In our Applied work, we are applying fixed models to influence clinical care decisions. One example is the project I mentioned above, where we used machine learning to increase rates of serious illness conversations (with Christopher Manz, Justin Bekelman, and Mitesh Patel). That has spawned a new line of work (with Justin Bekelman and Sam Takvorian) where we work with community-based partners to develop algorithm-based solutions to increase palliative care utilization and improve end-of-life care. In a similar project with Carmen Guerra, we are using machine learning algorithms to identify patients at high-risk of colorectal cancer to target navigation programs that can help patients get their colonoscopies. Finally, we are using a technique called natural language processing that can scour millions of lines of unstructured text in the electronic health record to identify a patient’s likelihood of being eligible for a clinical trial, which may help improve the efficiency of clinical research coordinators’ jobs and improve equity in clinical trial enrollment.

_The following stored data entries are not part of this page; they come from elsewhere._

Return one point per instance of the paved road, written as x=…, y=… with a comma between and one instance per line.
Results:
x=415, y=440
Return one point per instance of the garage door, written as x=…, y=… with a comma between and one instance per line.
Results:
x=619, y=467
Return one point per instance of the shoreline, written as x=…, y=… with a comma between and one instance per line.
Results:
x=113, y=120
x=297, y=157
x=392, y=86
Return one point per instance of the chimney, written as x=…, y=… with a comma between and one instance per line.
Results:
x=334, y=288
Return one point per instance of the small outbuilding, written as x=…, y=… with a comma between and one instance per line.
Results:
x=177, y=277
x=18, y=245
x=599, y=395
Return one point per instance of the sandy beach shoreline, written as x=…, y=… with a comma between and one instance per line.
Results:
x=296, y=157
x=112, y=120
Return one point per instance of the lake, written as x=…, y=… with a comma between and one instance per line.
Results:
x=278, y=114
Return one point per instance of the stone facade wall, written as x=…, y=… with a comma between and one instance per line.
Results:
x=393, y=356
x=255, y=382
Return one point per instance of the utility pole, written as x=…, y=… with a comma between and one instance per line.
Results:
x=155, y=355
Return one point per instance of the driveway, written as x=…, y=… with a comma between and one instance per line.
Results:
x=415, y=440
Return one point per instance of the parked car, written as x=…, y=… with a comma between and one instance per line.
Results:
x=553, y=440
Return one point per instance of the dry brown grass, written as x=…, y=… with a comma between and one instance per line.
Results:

How could a government entity or business work with the HACLab?
By reaching out to us at our email (email@example.com) or contacting us via our website or social media. Many of our collaborations are with industry partners who want to test their algorithm in a rigorous trial or use machine learning to improve the efficiency of an operation. We are interested in having conversations with industry and government entities in addition to help shape regulation, bias, liability, and reimbursement considerations around AI and machine learning in healthcare.
What are some upcoming events planned for HACLab?
We have weekly lab meetings and quarterly get-togethers as a lab. We’d love more ideas of how our lab can collaborate with other groups in formal and informal settings!